Learning Deterministic Multi-Clock Timed Automata
Yu Teng, Miaomiao Zhang, Jie An
TL;DR
This work addresses the challenge of actively learning deterministic timed automata with multiple clocks by reducing the timed-language learning problem to a reset-clocked language learning problem. It introduces a Myhill–Nerode–style equivalence on reset-clocked words and builds two Angluin-style learning algorithms: one with a powerful teacher that can reveal clock-reset information, and a normal-teacher version that guesses resets. A timed observation table over region words drives hypothesis construction, with a partition function translating table data into a DTA (CTA) model. The authors prove termination and correctness for both settings and show exponential complexity in the number of clocks due to reset guessing.
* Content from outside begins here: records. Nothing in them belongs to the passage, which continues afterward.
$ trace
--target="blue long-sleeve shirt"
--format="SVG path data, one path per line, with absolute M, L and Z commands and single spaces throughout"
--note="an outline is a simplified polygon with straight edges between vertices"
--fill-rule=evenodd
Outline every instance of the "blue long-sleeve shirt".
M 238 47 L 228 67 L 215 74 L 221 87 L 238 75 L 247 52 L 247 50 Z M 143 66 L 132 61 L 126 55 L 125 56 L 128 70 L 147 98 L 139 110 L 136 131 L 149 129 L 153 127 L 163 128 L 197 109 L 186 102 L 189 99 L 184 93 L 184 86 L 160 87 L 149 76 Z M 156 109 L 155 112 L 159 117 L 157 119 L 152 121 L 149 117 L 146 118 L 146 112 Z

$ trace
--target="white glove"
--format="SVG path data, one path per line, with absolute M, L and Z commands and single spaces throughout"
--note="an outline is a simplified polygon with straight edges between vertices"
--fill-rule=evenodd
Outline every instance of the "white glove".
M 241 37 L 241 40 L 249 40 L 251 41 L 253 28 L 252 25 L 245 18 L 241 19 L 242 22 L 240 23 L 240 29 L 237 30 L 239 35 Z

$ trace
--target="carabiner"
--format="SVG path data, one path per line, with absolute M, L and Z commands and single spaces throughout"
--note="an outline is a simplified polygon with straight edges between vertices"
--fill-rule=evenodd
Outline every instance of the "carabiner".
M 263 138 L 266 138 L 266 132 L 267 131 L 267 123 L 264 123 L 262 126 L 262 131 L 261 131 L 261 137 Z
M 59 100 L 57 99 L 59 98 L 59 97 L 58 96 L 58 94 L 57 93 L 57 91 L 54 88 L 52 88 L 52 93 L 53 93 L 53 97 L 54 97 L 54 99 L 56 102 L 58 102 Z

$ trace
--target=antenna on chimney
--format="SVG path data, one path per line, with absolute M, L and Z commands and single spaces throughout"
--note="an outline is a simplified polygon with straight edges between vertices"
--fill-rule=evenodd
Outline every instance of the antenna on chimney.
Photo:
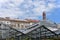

Experiments reveal that the method can yield compact multi-clock DTAs, often significantly smaller than existing approaches, albeit with exponential-scaling behavior in practice.
Abstract
We present an algorithm for active learning of deterministic timed automata with multiple clocks. The algorithm is within the querying framework of Angluin's $L^*$ algorithm and follows the idea proposed in existing work on the active learning of deterministic one-clock timed automata. We introduce an equivalence relation over the reset-clocked language of a timed automaton and then transform the learning problem into learning the corresponding reset-clocked language of the target automaton. Since a reset-clocked language includes the clock reset information which is not observable, we first present the approach of learning from a powerful teacher who can provide reset information by answering reset information queries from the learner. Then we extend the algorithm in a normal teacher situation in which the learner can only ask standard membership query and equivalence query while the learner guesses the reset information. We prove that the learning algorithm terminates and returns a correct deterministic timed automaton. Due to the need of guessing whether the clocks reset at the transitions, the algorithm is of exponential complexity in the size of the target automaton.